The repository is for various experimental loss for the LSTM. This repository is modified from https://github.com/ahmetumutdurmus/zaremba
This repository contains the replication of "Recurrent Neural Network Regularization" by Zaremba et al. (2014).
It is one of the earliest successful applications of Dropout on RNNs and had achieved state-of-the-art results on word-level language modeling task on Penn Treebank dataset back in its day. Its best single model, Large Regularized LSTM, achieves a test perplexity of ~78.4 after 55 epochs of training.
The original paper can be found at: https://arxiv.org/abs/1409.2329
While the original code written in Lua and Torch can be found at: https://github.com/wojzaremba/lstm
I have replicated the paper using Python 3.7 and PyTorch 1.2 with CUDA Toolkit 10.0.
The repository contains three scripts:
model.py
contains the model described as in the paper.main.py
is used to replicate the main results in the paper.ensemble.py
is used to replicate the model averaging results in the paper.
There are three models presented in the paper and each can be replicated from the terminal as follows:
python main.py --layer_num 2 --hidden_size 200 --lstm_type pytorch --dropout 0.0 --winit 0.1 --batch_size 20 --seq_length 20 --learning_rate 1 --total_epochs 13 --factor_epoch 4 --factor 2 --max_grad_norm 5 --device gpu
python main.py --layer_num 2 --hidden_size 650 --lstm_type pytorch --dropout 0.5 --winit 0.05 --batch_size 20 --seq_length 35 --learning_rate 1 --total_epochs 39 --factor_epoch 6 --factor 1.2 --max_grad_norm 5 --device gpu
python main.py --layer_num 2 --hidden_size 1500 --lstm_type pytorch --dropout 0.65 --winit 0.04 --batch_size 20 --seq_length 35 --learning_rate 1 --total_epochs 55 --factor_epoch 14 --factor 1.15 --max_grad_norm 10 --device gpu
Note that you can use both my implementation of LSTM by setting --lstm_type custom
or the PyTorch's embedded C++ implementation using --lstm_type pytorch
. PyTorch's implementation is about 2 times faster.
The paper also presents model averaging results for the three models described above.
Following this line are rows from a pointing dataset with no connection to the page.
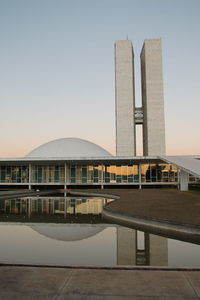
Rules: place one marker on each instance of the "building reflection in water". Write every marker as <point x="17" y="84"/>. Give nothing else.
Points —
<point x="52" y="206"/>
<point x="133" y="247"/>
<point x="140" y="248"/>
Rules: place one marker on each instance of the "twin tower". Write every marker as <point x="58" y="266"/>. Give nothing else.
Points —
<point x="151" y="114"/>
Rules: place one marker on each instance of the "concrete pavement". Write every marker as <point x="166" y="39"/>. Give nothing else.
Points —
<point x="60" y="283"/>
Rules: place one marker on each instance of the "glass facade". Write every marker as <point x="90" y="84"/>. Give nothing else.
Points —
<point x="89" y="174"/>
<point x="14" y="174"/>
<point x="159" y="173"/>
<point x="47" y="174"/>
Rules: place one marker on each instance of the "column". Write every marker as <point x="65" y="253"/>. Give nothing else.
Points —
<point x="184" y="179"/>
<point x="152" y="98"/>
<point x="124" y="99"/>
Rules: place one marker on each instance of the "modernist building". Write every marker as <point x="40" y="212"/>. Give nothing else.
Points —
<point x="151" y="114"/>
<point x="73" y="162"/>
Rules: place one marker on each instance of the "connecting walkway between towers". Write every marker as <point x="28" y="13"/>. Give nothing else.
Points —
<point x="187" y="165"/>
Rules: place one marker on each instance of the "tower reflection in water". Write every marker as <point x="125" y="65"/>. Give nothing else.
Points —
<point x="141" y="249"/>
<point x="133" y="247"/>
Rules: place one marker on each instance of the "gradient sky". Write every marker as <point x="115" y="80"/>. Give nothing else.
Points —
<point x="57" y="69"/>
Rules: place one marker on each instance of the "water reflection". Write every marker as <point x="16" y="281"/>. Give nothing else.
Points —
<point x="81" y="244"/>
<point x="140" y="249"/>
<point x="68" y="208"/>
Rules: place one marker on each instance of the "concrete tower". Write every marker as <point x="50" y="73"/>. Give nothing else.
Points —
<point x="151" y="114"/>
<point x="125" y="99"/>
<point x="152" y="98"/>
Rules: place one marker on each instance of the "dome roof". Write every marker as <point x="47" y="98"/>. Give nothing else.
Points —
<point x="68" y="147"/>
<point x="69" y="232"/>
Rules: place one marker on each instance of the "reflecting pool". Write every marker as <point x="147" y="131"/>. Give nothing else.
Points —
<point x="69" y="231"/>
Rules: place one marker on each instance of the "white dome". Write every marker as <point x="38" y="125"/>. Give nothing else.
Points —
<point x="69" y="232"/>
<point x="69" y="147"/>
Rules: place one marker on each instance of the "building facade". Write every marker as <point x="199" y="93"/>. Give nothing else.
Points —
<point x="151" y="114"/>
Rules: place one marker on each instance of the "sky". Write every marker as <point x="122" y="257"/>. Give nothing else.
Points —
<point x="57" y="70"/>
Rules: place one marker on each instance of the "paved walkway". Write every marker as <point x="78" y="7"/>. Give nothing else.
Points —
<point x="53" y="283"/>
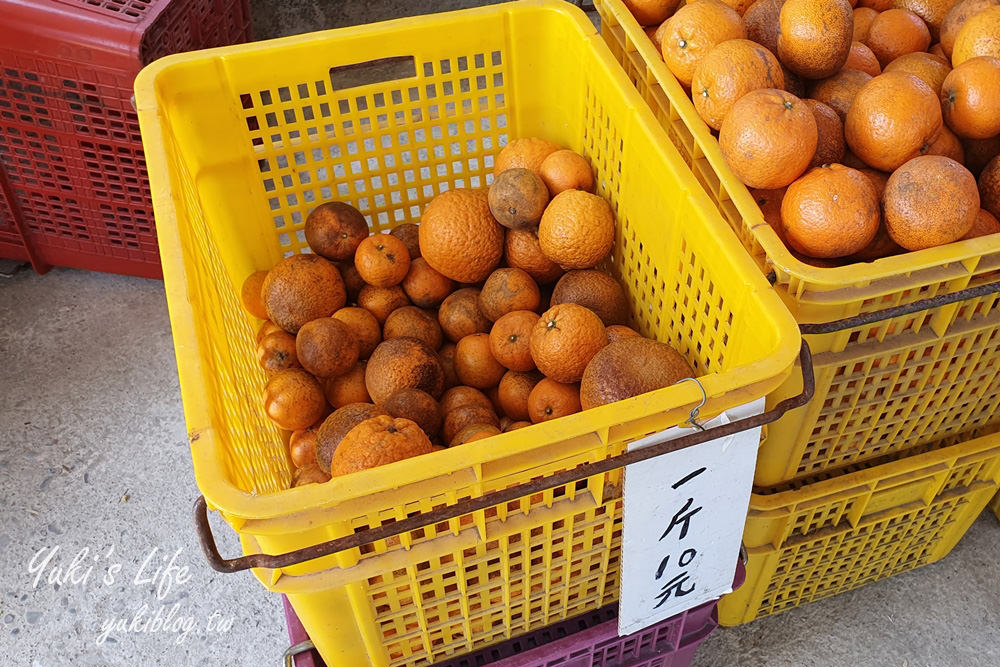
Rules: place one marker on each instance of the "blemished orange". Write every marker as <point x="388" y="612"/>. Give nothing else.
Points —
<point x="566" y="170"/>
<point x="728" y="72"/>
<point x="379" y="441"/>
<point x="565" y="339"/>
<point x="693" y="31"/>
<point x="550" y="399"/>
<point x="523" y="251"/>
<point x="896" y="32"/>
<point x="893" y="118"/>
<point x="927" y="67"/>
<point x="980" y="36"/>
<point x="474" y="362"/>
<point x="769" y="138"/>
<point x="930" y="201"/>
<point x="526" y="153"/>
<point x="970" y="98"/>
<point x="832" y="211"/>
<point x="510" y="340"/>
<point x="577" y="229"/>
<point x="459" y="237"/>
<point x="814" y="36"/>
<point x="364" y="326"/>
The averaging method chosen is a naive implementation. Simple arithmetic means between each model's probability predictions are the ensembling outputs. These results can be replicated from the terminal again as follows:
python ensemble.py --ensemble_num 2 --layer_num 2 --hidden_size 200 --lstm_type pytorch --dropout 0.0 --winit 0.1 --batch_size 20 --seq_length 20 --learning_rate 1 --total_epochs 13 --factor_epoch 4 --factor 2 --max_grad_norm 5 --device gpu
python ensemble.py --ensemble_num 5 --layer_num 2 --hidden_size 650 --lstm_type pytorch --dropout 0.5 --winit 0.05 --batch_size 20 --seq_length 35 --learning_rate 1 --total_epochs 39 --factor_epoch 6 --factor 1.2 --max_grad_norm 5 --device gpu
python ensemble.py --ensemble_num 10 --layer_num 2 --hidden_size 1500 --lstm_type pytorch --dropout 0.65 --winit 0.04 --batch_size 20 --seq_length 35 --learning_rate 1 --total_epochs 55 --factor_epoch 14 --factor 1.15 --max_grad_norm 10 --device gpu
So one only needs to run ensemble.py
instead of main.py
with the addition of --ensemble_num <INT>
to specify the number of models to average.